Elopement and Wandering Off
Wandering off can be a life-threatening situation when it involves an elderly person with dementia or Alzheimer's. Elderly persons can wander into unsafe areas and be injured or killed. The most dangerous form of wandering is elopement in which confused persons leave the protected area of the nursing home or assisted living residence and do not return.
Causes of Elderly Wandering Off and Elopement
Many nursing homes residents are confused and disoriented and must be protected from wandering and elopement. It is estimated that half of all nursing home residents suffer from some form of dementia, most commonly Alzheimer's, and that 11 to 24 percent of institutionalized dementia patients wander. The Nursing Home Reform Act of 1987 requires nursing homes to provide residents with adequate supervision to prevent wandering or elopement. When a resident enters a nursing home, the resident's risk of elopement and/or wandering must be assessed and a care plan must be put into place to prevent harm to residents at increased risk for elopement or wandering.
Assessing Residents for the Risk of Wandering Off and Elopement
Individuals at risk for wandering include individuals with dementia, generally in the early to mid-stage. Nursing homes and assisted living residence should assess each resident when they are admitted for the following:
- Risks for wandering, such as dementia, Alzheimer's disease, and medications that cause confusion
- Prior history of wandering and forgetting whereabouts.
Wandering Off and Elopement - Care Planning
Nursing Homes and assisted living residence are required to develop a care plan for residents who are at increased risk for wandering or elopement. The nursing home or assisted living residence should take precautionary measures that include:
- Developing a proper plan of care
- Using preventive devices, such as alarms or electronic devices on the patient, alarms on the bed, or alarms on the exit doors;
- Monitoring the exit doors at all times, but particularly during shift changes and emergencies, as these are notorious times for residents to slip away unnoticed;
- Moving "at-risk" residents to rooms that allow for closer observation by the nursing staff; and
- Developing an individualized safe wandering program.
Injuries Caused by Wandering Off and Elopement
Wandering and elopement can pose significant dangers for the nursing home resident who wanders, and may result in injury or death. Here are examples of injuries a wandering resident may face:
- Entering areas that are physically unsafe, such as stairwells, poorly lit areas, construction areas, busy streets;
- Getting lost, not being able to find the way back, and suffering from heat or cold exposure, drowning, or being struck by a car or other vehicle.

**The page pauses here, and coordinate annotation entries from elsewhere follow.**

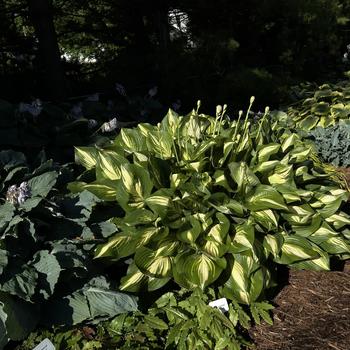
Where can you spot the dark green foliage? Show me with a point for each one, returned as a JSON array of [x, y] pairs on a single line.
[[333, 143], [46, 271], [177, 320], [322, 106]]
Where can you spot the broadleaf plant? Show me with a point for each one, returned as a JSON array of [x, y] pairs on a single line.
[[46, 237], [333, 143], [210, 201], [320, 106]]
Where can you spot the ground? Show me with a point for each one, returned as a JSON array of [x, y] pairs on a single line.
[[312, 313]]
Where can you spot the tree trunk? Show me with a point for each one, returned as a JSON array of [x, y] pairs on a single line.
[[42, 19]]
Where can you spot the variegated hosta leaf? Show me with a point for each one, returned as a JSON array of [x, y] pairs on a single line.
[[161, 143], [266, 218], [282, 174], [136, 281], [160, 202], [296, 248], [105, 190], [273, 244], [243, 238], [193, 269], [265, 197], [318, 264], [266, 151], [247, 279], [190, 231], [336, 245], [109, 165], [170, 123], [153, 263], [86, 156], [243, 176], [120, 246], [131, 140]]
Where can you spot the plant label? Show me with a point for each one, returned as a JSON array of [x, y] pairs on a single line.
[[220, 304], [45, 345]]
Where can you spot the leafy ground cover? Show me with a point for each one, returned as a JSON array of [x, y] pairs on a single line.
[[163, 220]]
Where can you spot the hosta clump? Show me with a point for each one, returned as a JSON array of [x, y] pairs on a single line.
[[333, 144], [208, 200], [177, 320], [46, 271], [321, 106]]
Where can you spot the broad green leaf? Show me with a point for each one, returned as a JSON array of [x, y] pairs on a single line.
[[273, 244], [288, 142], [7, 211], [119, 246], [109, 164], [266, 218], [153, 263], [282, 174], [190, 231], [88, 303], [160, 202], [21, 317], [244, 237], [265, 197], [243, 176], [105, 190], [86, 156], [47, 264], [131, 140], [336, 245], [41, 185], [196, 270], [296, 248], [265, 151], [136, 281]]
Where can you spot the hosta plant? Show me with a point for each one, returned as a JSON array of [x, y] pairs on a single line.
[[46, 270], [213, 201], [321, 106], [176, 320]]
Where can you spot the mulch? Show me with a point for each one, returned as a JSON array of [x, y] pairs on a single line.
[[312, 313]]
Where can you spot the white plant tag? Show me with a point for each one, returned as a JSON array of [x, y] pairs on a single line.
[[221, 304], [45, 345]]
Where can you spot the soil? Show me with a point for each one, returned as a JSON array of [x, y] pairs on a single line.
[[312, 313]]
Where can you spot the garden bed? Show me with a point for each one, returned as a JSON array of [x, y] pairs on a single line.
[[312, 312]]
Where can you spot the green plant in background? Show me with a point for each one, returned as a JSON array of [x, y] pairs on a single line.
[[333, 143], [46, 273], [177, 320], [320, 106], [212, 201]]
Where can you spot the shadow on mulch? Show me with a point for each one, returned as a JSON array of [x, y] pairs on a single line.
[[312, 313]]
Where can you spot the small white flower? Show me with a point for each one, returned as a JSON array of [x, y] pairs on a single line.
[[77, 110], [92, 123], [110, 126], [11, 194], [35, 108], [93, 98], [120, 89], [17, 195], [153, 91], [176, 105]]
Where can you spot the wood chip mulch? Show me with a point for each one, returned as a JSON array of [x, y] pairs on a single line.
[[312, 313]]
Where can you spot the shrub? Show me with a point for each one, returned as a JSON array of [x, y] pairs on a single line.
[[212, 201], [320, 106], [46, 271]]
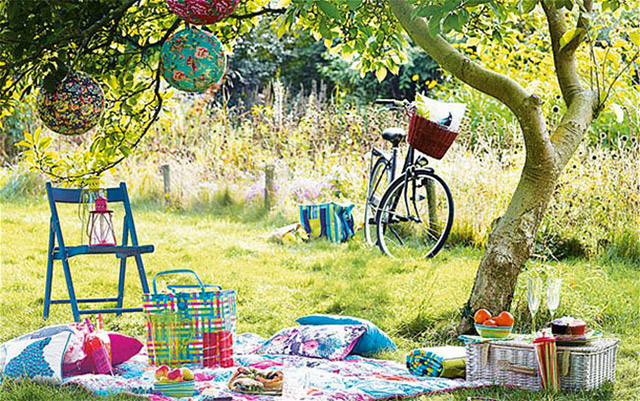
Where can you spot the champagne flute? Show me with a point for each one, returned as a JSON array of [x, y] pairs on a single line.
[[554, 285], [535, 293]]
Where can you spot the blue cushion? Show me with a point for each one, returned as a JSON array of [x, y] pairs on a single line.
[[373, 341]]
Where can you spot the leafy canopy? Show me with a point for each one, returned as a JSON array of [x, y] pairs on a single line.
[[118, 43]]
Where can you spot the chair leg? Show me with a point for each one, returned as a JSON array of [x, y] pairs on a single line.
[[123, 270], [142, 274], [72, 294], [47, 288]]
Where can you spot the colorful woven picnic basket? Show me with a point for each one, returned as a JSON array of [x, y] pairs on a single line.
[[178, 320]]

- Being exposed to chemicals, fire hazards, tools and heavy equipment that pose safety threats;
- Encountering violent persons who may threaten the nursing home resident’s safety, including persons who may rob, assault or otherwise harm the resident;
- Suffering from dehydration or another medical crisis resulting from not having needs met.
It is estimated that dozens of cognitively impaired elderly people die annually as a result of wandering and elopement.
Liability for Elopement and Wandering
When nursing home residents who are not capable of protecting themselves or who are mentally impaired, elope or wander and get hurt or die, the nursing home may be negligent for:
- Lack of supervision
- Failing to hire enough staff to supervise the resident
- Failing to properly train staff on how to supervise residents
- Failing to use alarms or other devices to prevent elopement and/or wandering
- Employing staff who failed to properly respond to an alarm.
There are devices which cost only a few dollars that can prevent elopement or wandering. Exit doors should be alarmed to prevent wandering and notify staff when residents leave the facility unsupervised and the nursing home staff must know how to respond to alarms appropriately. Wrist bands and other devices on clothing that trigger alarms to warn staff that a resident is leaving a room or facility do not, in and of themselves, restrict freedom of movement and are not considered restraints under federal Medicare and Medicaid nursing home regulations.